The record plainly reveals that:

(1) At respondents’ instance the court dismissed petitioner’s petition for certiorari upon the foundationless misconception that a zoning board decision cannot be reviewed in the Superior Court, notwithstanding the filing of the statutory petition for certiorari, unless the zoning board members are also sued in a civil action and served with copies of the summons, and since the respondents had not been so served, the court had no jurisdiction over them.
(2) The court did have jurisdiction of respondents and their decision on petitioner’s special use application, since a *319petition for writ of certiorari and judicial review had been filed in court, as G.S. 160A-388(e) authorizes.
(3) The court being governed by the law, rather than its misunderstanding of it, did have the power to designate the dismissal of the petition as being without prejudice and to permit petitioner to file “another action,” even though doing so could have been of no benefit at all to petitioner.
(4) The few words in the order that respondents complain of, which state that the dismissal of petitioner’s petition for certiorari was “without prejudice to the commencement of a new action by Petitioner based on the same claims within 30 days,” are not independent and self-sustaining as a whole; but, like the tail of a kite, they exist only because of the rest of the order, and since the order cannot stand because it is patently and totally erroneous, the few words respondent appealed from fail along with the rest.
(5) Respondents’ position in the trial court was totally without merit, and they had no proper basis for appealing to this Court.

In our jurisprudence, from the earliest times, certiorari has been understood as being a substitute for appeal.

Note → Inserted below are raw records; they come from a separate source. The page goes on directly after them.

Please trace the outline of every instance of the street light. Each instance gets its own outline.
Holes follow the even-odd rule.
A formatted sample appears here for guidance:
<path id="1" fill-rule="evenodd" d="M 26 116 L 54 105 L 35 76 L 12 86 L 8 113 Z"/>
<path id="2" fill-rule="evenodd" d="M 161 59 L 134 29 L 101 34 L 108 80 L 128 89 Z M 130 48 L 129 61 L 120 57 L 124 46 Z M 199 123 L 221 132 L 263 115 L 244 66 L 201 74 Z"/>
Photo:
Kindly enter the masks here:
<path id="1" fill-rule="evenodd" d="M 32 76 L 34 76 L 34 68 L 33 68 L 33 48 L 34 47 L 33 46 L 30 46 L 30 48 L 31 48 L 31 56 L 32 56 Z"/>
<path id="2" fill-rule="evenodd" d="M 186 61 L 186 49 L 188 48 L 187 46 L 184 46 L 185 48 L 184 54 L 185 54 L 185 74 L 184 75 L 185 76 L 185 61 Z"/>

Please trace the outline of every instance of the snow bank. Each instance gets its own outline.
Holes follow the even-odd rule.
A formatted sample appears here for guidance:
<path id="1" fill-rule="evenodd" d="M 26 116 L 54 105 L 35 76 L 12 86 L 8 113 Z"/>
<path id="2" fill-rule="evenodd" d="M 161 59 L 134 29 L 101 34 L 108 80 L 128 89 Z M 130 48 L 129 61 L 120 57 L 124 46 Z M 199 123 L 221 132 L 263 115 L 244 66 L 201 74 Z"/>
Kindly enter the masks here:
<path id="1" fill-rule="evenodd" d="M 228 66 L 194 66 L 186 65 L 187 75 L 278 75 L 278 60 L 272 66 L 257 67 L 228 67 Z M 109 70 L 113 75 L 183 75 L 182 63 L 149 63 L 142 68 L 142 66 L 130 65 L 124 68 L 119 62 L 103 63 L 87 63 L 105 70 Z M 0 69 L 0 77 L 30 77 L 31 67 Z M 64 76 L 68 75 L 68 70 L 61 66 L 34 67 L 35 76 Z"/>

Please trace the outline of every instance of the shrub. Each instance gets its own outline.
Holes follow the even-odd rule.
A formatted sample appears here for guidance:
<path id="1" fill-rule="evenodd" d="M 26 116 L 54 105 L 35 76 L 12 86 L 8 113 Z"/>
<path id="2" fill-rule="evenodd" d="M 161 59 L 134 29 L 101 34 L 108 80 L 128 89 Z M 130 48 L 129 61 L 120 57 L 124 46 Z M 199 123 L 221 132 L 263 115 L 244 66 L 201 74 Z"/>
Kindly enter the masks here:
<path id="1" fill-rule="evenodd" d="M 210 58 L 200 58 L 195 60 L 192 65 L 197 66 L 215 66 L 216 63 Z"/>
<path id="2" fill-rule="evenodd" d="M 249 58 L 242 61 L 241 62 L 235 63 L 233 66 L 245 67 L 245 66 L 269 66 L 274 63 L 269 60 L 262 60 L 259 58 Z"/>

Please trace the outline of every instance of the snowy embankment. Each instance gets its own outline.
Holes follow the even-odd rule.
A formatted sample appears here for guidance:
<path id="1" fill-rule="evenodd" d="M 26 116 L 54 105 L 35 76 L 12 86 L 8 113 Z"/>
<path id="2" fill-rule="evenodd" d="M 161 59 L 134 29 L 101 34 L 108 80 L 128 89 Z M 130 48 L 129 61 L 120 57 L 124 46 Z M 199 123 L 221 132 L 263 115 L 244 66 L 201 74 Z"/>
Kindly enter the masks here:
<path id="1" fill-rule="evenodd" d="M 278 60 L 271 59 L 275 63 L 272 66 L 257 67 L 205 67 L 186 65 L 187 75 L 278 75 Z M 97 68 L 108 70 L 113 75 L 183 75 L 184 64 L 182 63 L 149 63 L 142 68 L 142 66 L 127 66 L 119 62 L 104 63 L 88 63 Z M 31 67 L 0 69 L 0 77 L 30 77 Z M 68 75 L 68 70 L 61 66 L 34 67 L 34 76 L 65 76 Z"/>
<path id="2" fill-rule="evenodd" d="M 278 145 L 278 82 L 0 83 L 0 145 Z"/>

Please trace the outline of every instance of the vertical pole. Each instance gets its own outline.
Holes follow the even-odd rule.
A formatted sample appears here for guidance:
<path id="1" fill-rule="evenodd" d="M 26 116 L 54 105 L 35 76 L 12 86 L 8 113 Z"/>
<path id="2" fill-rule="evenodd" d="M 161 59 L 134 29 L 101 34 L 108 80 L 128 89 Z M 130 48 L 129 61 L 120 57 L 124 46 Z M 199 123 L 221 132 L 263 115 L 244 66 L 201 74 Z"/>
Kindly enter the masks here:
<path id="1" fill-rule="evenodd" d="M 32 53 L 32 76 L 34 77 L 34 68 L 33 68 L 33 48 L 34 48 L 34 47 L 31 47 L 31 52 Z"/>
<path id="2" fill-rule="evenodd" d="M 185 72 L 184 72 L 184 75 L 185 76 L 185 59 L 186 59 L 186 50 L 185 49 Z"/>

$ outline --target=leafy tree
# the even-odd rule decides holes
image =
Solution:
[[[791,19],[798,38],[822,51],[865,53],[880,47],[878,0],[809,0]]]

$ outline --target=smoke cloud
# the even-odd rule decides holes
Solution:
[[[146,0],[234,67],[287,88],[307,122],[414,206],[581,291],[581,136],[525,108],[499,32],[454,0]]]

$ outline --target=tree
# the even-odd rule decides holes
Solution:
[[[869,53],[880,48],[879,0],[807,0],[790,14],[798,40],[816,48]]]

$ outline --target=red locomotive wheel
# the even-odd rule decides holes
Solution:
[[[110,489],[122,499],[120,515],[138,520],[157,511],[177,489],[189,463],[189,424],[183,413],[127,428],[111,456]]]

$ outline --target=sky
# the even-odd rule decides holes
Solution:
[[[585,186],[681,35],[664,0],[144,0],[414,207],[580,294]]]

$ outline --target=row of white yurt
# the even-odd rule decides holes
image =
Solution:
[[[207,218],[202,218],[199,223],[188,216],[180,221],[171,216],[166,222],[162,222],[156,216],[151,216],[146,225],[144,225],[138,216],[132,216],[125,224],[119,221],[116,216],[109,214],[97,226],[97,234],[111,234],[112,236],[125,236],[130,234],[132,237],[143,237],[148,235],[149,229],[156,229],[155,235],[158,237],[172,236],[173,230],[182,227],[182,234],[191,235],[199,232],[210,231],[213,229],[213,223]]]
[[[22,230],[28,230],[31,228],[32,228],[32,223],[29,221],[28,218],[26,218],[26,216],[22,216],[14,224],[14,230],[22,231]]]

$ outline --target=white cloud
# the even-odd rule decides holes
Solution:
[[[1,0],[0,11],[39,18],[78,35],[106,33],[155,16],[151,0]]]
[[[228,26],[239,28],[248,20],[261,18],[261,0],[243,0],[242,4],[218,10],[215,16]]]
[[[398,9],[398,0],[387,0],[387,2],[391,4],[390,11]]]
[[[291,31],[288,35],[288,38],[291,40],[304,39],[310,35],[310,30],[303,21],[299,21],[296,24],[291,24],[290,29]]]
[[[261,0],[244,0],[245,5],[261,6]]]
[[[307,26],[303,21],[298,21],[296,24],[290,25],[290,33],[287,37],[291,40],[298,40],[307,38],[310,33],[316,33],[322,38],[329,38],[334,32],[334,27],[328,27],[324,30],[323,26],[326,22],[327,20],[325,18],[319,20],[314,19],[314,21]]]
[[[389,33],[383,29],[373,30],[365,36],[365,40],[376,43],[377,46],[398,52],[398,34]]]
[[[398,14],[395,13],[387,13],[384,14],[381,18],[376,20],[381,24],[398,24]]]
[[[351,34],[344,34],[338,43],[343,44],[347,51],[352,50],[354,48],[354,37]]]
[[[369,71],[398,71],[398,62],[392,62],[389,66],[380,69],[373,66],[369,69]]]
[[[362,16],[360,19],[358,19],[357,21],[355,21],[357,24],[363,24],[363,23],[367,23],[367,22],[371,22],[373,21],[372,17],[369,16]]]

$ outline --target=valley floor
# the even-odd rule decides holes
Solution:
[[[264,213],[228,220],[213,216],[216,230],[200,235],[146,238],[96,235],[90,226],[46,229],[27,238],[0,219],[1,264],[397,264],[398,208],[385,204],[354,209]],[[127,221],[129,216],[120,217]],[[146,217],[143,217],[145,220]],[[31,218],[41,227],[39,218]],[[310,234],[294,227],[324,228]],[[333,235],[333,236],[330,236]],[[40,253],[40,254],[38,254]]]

Gidney v. Hallsey, 9 N.C. 550 (1823). McIntosh N.C. Practice and Procedure in Civil Cases §§ 705, 706 (1929). It has been so considered and used in reviewing zoning board decisions for generations. In re Pine Hill Cemeteries, Inc., 219 N.C. 735, 15 S.E. 2d 1 (1941). From the very nature of things, appealing from a zoning board or any other inferior tribunal while simultaneously initiating an original civil action in the reviewing court would be an incongruous absurdity that the law could not tolerate, much less require. In the only recorded instance in this state that I am aware of where appellate review of a zoning board decision was sought by a civil suit with summonses issued to the zoning board members, the Court noted the inappropriateness of such a proceeding before choosing to treat the improperly filed suit as a petition for certio-rari. Deffet Rentals, Inc. v. The City of Burlington, 27 N.C. App. 361, 219 S.E. 2d 223 (1975). In enacting G.S. 160A-388(e), which replaced a statute originally enacted in 1923, the Legislature understood all this and the simple, expeditious appellate and *320review procedure authorized and followed through the years should not be encumbered by trial judges requiring a purposeless, duplicating civil action to be filed.

Though under the peculiarly convoluted rules that govern repeated litigation between the same parties about the same matter the petitioner might very well be estopped at some future time to claim that the court below ever had jurisdiction of the respondents in this proceeding, we are under no such constraints. The court below did have jurisdiction of the respondents and sound judicial principles require us to so declare, it seems to me, lest other property owners seeking a judicial review of respondents’ decisions encounter the same misplaced obstructions that petitioner did.

My vote, therefore, is to dismiss respondents’ appeal and to reverse the judgment appealed from in its entirety.